"Listen to me," Allan said and his voice was more gentle and quiet, he looked into the keen, hard, old face. "Listen to me, Mrs. Hanson, you are Betty's grandmother. I believe you are her only living relative. If you think so highly of thirty-five shillings a week and of a cottage—I will make you an offer—" He paused, "I will undertake to pay to you as Betty's guardian, a sum that will equal the amount of Abram Lestwick's wages. I will find a cottage for you—not here—not near here even—and you shall have it rent free, so that Betty may live with you and that you shall not torment her further about this man Lestwick. Do you understand? I will give to you and to Betty all that Abram Lestwick could give, the money and the cottage! And you and the girl shall go away from here—away for good. She is young and she is beautiful, she will surely find many eager to marry her, and she shall choose and pick among them for herself. Do you understand, do I make myself plain?"

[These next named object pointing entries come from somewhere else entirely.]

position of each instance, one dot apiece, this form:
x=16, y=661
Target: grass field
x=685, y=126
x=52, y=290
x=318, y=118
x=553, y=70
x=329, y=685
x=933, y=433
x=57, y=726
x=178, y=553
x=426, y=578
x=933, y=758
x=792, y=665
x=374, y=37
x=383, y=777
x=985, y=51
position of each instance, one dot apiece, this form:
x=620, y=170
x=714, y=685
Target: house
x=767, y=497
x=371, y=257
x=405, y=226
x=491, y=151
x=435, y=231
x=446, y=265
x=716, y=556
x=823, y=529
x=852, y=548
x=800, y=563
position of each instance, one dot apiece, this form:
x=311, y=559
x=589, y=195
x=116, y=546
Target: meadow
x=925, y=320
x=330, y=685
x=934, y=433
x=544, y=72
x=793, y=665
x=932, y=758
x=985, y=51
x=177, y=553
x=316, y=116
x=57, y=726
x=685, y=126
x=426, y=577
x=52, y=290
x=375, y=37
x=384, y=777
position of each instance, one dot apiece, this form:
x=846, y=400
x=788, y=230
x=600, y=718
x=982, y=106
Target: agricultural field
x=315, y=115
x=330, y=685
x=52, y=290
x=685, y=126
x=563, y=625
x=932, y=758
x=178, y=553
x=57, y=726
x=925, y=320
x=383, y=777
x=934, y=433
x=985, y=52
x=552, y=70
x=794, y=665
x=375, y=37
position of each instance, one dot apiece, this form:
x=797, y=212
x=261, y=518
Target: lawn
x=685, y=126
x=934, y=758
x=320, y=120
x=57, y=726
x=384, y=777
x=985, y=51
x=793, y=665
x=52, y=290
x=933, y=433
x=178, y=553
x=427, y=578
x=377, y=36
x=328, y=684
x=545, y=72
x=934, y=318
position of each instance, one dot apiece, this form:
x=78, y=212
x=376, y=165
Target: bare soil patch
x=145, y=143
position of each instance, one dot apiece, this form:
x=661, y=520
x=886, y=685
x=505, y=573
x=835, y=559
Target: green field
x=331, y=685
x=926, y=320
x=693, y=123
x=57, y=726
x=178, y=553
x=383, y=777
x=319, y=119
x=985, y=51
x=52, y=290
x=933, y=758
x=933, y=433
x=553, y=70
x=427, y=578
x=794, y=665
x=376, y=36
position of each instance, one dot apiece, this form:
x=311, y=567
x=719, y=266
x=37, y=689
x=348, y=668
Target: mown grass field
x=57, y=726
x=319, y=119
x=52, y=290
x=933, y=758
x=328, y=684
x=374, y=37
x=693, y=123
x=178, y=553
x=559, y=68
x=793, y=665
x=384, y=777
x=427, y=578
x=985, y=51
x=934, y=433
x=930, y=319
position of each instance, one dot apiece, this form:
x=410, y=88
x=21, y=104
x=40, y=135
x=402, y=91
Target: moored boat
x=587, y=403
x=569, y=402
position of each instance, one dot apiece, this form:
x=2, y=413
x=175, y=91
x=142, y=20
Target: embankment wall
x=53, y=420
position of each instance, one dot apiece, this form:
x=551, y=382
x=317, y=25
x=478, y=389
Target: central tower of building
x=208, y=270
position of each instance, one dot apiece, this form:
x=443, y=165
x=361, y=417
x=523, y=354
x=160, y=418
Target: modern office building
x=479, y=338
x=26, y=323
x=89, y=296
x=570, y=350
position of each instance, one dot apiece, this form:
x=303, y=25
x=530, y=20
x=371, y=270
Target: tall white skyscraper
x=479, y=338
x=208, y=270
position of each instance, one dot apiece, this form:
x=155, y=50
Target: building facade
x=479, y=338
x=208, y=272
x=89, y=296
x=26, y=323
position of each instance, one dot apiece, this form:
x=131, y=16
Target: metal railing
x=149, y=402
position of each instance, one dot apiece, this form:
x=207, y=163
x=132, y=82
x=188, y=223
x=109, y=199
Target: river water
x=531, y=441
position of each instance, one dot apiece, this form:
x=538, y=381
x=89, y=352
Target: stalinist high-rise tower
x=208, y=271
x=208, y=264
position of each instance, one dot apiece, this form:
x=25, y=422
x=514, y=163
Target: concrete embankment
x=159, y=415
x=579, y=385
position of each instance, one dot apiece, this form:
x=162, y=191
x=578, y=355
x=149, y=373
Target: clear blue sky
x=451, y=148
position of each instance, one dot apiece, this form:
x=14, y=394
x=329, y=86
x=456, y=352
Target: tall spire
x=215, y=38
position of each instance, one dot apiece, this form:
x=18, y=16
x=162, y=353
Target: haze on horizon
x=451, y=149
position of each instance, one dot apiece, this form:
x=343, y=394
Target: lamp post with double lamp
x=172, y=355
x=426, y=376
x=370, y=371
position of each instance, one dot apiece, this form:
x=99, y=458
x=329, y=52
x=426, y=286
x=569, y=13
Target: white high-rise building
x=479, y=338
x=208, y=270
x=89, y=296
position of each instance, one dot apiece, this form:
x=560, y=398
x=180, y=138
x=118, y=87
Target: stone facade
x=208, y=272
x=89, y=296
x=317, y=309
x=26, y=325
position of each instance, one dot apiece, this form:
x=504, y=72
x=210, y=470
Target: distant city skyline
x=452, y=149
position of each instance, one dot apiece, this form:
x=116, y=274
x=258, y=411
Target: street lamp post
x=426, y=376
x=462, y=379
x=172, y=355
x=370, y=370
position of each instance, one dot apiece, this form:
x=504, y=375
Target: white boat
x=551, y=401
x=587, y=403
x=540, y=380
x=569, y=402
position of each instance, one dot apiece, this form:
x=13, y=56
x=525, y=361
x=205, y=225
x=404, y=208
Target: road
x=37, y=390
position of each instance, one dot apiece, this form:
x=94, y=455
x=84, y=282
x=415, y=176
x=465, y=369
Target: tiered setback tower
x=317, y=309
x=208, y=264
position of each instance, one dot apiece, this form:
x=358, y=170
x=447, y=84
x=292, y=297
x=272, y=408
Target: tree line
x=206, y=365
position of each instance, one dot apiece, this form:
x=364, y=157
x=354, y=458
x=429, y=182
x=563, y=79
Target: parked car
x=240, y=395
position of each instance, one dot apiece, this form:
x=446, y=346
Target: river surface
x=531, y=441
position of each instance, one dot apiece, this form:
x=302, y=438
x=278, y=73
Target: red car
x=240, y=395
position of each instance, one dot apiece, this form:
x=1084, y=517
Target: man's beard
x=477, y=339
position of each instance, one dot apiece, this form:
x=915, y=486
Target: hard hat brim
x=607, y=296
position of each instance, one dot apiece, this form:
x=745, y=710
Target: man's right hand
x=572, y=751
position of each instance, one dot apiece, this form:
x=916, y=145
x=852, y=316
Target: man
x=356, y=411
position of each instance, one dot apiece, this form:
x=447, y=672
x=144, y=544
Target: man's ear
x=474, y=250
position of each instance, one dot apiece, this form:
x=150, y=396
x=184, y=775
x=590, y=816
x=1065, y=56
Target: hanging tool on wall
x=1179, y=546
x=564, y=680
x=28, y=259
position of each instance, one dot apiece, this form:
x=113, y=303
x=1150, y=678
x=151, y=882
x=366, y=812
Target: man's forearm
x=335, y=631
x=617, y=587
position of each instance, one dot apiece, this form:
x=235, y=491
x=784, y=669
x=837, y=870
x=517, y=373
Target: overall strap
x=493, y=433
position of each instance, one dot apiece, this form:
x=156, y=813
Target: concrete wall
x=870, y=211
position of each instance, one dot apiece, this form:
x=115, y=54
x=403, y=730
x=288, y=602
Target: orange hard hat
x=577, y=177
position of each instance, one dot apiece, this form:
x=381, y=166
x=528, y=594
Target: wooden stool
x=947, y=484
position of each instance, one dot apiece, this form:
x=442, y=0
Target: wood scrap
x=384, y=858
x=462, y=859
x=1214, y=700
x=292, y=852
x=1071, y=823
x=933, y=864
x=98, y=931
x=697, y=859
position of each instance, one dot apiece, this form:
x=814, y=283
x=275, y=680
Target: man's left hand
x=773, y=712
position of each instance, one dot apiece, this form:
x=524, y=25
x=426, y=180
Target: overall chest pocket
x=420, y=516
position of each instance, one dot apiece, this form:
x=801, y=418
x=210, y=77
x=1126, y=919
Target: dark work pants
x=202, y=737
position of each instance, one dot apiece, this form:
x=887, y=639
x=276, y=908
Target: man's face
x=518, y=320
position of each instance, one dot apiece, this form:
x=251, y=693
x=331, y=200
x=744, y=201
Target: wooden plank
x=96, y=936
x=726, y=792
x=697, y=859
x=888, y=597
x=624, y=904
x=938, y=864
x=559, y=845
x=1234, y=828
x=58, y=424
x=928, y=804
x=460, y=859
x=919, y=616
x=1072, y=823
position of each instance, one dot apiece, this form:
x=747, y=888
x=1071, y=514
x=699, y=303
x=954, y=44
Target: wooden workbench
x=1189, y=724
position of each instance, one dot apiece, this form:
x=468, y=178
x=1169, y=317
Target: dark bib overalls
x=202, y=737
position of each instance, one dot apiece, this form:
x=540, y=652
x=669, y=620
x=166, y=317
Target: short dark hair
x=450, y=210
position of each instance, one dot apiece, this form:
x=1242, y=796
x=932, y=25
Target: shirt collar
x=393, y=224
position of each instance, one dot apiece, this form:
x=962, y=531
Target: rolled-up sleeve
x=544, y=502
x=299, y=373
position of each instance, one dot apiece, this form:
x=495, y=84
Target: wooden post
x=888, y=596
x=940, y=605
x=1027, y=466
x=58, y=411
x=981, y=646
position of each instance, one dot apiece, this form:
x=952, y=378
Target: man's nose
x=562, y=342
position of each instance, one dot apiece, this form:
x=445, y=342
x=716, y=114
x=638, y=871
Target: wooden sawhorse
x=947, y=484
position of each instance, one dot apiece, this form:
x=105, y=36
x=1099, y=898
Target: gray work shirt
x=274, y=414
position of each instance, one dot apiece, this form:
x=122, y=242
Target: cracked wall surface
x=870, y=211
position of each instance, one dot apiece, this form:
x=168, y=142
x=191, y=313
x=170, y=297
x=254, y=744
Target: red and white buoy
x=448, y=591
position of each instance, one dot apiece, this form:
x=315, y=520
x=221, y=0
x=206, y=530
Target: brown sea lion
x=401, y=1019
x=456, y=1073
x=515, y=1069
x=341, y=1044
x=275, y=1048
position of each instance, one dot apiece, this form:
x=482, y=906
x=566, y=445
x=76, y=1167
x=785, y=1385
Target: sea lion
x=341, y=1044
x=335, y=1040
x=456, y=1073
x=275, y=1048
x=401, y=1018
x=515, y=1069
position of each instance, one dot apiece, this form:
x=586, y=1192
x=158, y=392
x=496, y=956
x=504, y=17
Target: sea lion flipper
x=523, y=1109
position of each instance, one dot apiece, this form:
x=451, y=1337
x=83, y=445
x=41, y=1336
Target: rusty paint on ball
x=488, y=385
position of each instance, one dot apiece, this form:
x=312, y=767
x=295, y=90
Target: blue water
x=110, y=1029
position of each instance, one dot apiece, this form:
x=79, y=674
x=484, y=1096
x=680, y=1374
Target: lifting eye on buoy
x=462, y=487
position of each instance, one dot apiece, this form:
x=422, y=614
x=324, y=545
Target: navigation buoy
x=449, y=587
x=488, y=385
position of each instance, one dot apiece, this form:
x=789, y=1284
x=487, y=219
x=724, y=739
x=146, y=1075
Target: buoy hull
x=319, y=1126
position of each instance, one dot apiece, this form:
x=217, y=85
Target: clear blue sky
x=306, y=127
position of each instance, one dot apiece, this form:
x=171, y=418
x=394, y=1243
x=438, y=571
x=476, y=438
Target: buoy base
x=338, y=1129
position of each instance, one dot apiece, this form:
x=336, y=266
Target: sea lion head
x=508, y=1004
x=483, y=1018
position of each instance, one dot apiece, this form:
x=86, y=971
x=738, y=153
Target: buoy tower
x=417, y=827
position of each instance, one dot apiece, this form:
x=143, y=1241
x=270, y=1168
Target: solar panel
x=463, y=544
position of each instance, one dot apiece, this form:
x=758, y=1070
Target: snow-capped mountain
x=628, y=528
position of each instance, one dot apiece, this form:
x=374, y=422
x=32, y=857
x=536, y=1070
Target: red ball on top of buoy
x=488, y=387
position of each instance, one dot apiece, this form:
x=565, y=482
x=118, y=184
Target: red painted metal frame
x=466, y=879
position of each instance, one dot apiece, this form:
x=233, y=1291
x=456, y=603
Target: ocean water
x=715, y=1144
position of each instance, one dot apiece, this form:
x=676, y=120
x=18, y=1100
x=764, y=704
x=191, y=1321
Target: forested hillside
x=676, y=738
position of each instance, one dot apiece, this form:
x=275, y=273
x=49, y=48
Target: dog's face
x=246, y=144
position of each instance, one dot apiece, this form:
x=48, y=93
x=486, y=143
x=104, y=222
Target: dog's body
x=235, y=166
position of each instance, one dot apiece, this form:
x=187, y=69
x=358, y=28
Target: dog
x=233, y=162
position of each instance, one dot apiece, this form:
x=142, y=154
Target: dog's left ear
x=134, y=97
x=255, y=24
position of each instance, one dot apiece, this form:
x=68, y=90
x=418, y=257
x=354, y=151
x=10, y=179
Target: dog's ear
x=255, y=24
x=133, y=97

"Plain—aye, plain!" she said; under the black bodice the thin old breast rose and fell, she gripped the rails of the gate and stared into his face.
"And why—why are 'ee willing to do this, give this to Betty Hanson, Mr. Homewood?"
"To save her from marriage with a man I dislike and distrust, as much as she does—for that reason and that reason alone!"
"'Ee be mighty generous, Mr. Homewood!" Her hard voice quivered with suspicion, and yet—yet she looked him full in the eyes and he looked back at her and there was no shame, no confusion, nothing of the look of one who has something on his conscience.
"I—I do not understand—" she said slowly, "I do not understand!"
"No, I do not suppose you do understand. Shall we leave it at that? My offer holds good, accept it and make a happy home for the child—but not here."
"'Ee du seem mighty set on it not being here!" she said thoughtfully. "Mighty set 'ee du be. Does the maid know your intentions to she, sir?"
"No, I had no such intentions just now, the thought has only just come into my mind."
She nodded slowly. He had said that she could not understand and he was right. Whoever heard the like before? Thirty-five shillings a week and a cottage and all—all for nothing! Whoever heard the like before? Certainly not Mrs. Hanson.